# The Pyrenees - We saw Beamots!



## peejay (May 10, 2005)

Not long back from a 7 week trip abroad including a trip across the Pyrenees.

We stayed at Gavarnie and had a drive up to the Pic de Tentes mountain range that borders Spain. On the ascent we spotted a beaver and were amazed at our luck, then up a bit further and another one, then another, couldn't believe it. They are very shy though, as soon as you get the camera out they are off like a shot but I managed to get a few.

First photo, he's there somewhere...










Just before he scampered off....










First close up...










Best one of the day - on lookout....










Ok the photo's aren't brilliant but it was a real treat to see them in the wild.

.....oh, and who said aires are just overcrowded carparks? Our stoppover before the ascent....










....and the second evening down in the town....










Both stoppovers are in the database.

The Pyrenees is definately on the list for a return trip 

Pete


----------



## CandA (May 1, 2005)

*Beaver?*

Looks like a marmot to us? Right location for them too. Beautiful animals and good photos, so enjoy them whatever they are!


----------



## peejay (May 10, 2005)

Thanks, as you can tell, i'm a bit of an authority on Pyrenean wildlife :lol: 

I googled it and thought they were European Beavers but what do I know, Marmots will do me, whatever they are they were brilliant to watch.

Pete


----------



## caulkhead (Jul 25, 2007)

Sorry to rain on your parade, but they are definately Marmots. Beavers rarely venture far away from water and fast flowing mountain streams are a long way from the kind of habitat that they need.
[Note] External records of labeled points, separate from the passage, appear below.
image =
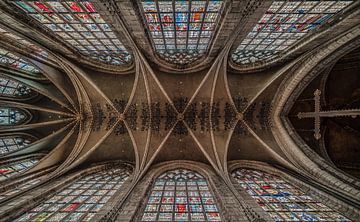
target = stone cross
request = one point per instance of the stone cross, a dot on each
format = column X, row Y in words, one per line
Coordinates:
column 317, row 114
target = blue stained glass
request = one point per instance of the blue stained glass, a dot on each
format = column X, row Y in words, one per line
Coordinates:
column 297, row 16
column 11, row 116
column 10, row 144
column 14, row 168
column 73, row 204
column 188, row 201
column 176, row 22
column 281, row 200
column 85, row 23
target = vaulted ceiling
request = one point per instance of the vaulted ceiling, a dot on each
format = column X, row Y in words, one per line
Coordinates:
column 145, row 109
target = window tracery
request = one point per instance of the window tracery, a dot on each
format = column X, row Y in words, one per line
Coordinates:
column 14, row 168
column 39, row 52
column 283, row 201
column 12, row 116
column 80, row 25
column 19, row 188
column 9, row 59
column 181, row 195
column 181, row 31
column 80, row 200
column 9, row 144
column 14, row 89
column 284, row 24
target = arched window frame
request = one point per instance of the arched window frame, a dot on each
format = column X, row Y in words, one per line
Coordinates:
column 181, row 47
column 9, row 142
column 28, row 116
column 204, row 205
column 56, row 186
column 11, row 169
column 9, row 89
column 330, row 15
column 38, row 52
column 12, row 60
column 90, row 36
column 304, row 186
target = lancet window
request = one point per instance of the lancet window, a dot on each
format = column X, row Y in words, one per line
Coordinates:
column 181, row 31
column 80, row 25
column 9, row 144
column 282, row 200
column 9, row 59
column 13, row 89
column 181, row 195
column 283, row 25
column 18, row 40
column 80, row 200
column 19, row 188
column 8, row 170
column 12, row 116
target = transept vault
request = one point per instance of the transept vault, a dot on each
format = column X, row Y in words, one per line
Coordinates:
column 119, row 100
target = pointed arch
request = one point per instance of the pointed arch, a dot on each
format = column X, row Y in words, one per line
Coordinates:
column 283, row 197
column 181, row 32
column 13, row 142
column 15, row 90
column 81, row 26
column 14, row 167
column 283, row 26
column 11, row 116
column 37, row 51
column 181, row 195
column 11, row 60
column 82, row 197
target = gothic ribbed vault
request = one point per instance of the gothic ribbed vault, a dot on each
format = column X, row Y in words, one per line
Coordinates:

Similar looking though and an easy mistake to make.

Caulkhead


----------



## rayrecrok (Nov 21, 2008)

Hmm.

Damn, wrong beaver!.. :lol: :lol: :lol: If it was in Sweden well...


----------



## peejay (May 10, 2005)

Thanks all, I've changed the heading to cover all options 8) 

Ray - Beavers, divers, lets not go there :lol: 

Pete


----------



## CandA (May 1, 2005)

Hi again
They are lovely to watch - the alps are a good place to see them too.
Fantastic photos - makes us yearn for the Pyrenees.
CandA


----------



## crizatuk (Apr 20, 2011)

hiya nice picks, am going down to Spain in september but want to go over the Pyrenees whats the best route??


----------



## Andysam (May 10, 2005)

Personally, I'm shocked that you could mistake a beaver for anything else.


----------



## Codfinger (Jan 11, 2008)

Yup defo a Marmot I expect you heard their whistling calls? 
Chris


----------



## peejay (May 10, 2005)

> hiya nice picks, am going down to Spain in september but want to go over the Pyrenees whats the best route??
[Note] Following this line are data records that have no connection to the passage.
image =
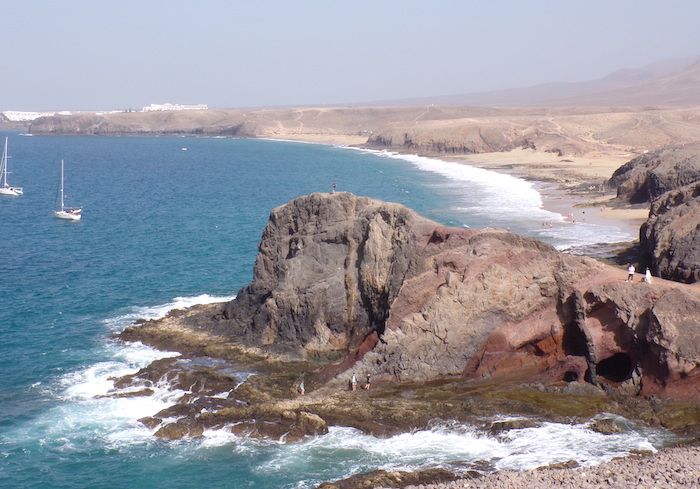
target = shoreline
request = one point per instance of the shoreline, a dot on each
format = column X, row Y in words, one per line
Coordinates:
column 568, row 185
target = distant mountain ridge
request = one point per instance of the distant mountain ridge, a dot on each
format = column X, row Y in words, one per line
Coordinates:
column 672, row 82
Depends where in Spain you're heading I suppose, Our toll free route was (loosely)...

A16 down to Boulogne, get off autoroute and follow the D901 to Abbeville, A28 Rouen, D6015 around Rouen onto N154 Dreux, Evreux, Chartres, then N10/N910 Tours, Poitiers, Angouleme, then A630/A63 around Bordeaux.

From there you can continue down the west coast toll free or head inland via A65 and across via Pau.

We carried on down to Biarritz and meandered across the Pyrenees to the Med.

We tried to avoid tolls at all costs as we're not in a rush but theres probably much better routes to be had depending on where in Spain you're heading and depending on your toll budget.

Pete


----------



## Don_Madge (May 1, 2005)

CandA said:


> Hi again
> They are lovely to watch - the alps are a good place to see them too.
> Fantastic photos - makes us yearn for the Pyrenees.
> CandA


Hi C & A,

We took these pic back in 1992 at the Refuge de la Selle situated at 2673 metres in the Ecrins Nation Park above the Venion Valley.

We did actually hand feed the marmots but I can't find the photo's amongst the thousands we have stored in the loft.



















This is us before our "get up and go" went.

Safe travelling.

Don


----------



## barryd (May 9, 2008)

We first saw the marmots last spring at gavarnie (and your parked in our spot!) when I drove up the mountain one early morning on the scooter. Bloody great big one ran right out in front of the bike. 

They are lovely and wd saw loads. I think they live only above 4000ft.

In switzerland at luzern right now but haven't seen any yet as I suspect we are not high enough yet.


----------



## Avenonickname (Jan 25, 2011)

*Beaverymarmots*

Not assuming the mantle of David Attenborough here, but how could anyone confuse the two? They taste entirely different and even I couldn't eat a whole one.
David Attenborough


----------



## CandA (May 1, 2005)

Don Madge said:


> CandA said:
> 
> 
> > Hi again
> ...


----------



## peejay (May 10, 2005)

Thanks all, great video and photos, much better than mine.

Those Beamots at Gavarnie, no chance of feeding them, couldn't even get anywhere near them before they shot off. One did a spectacular bellyflop and dive into a bolthole behind a bit of leftover snow as soon as he saw us.

Pete


----------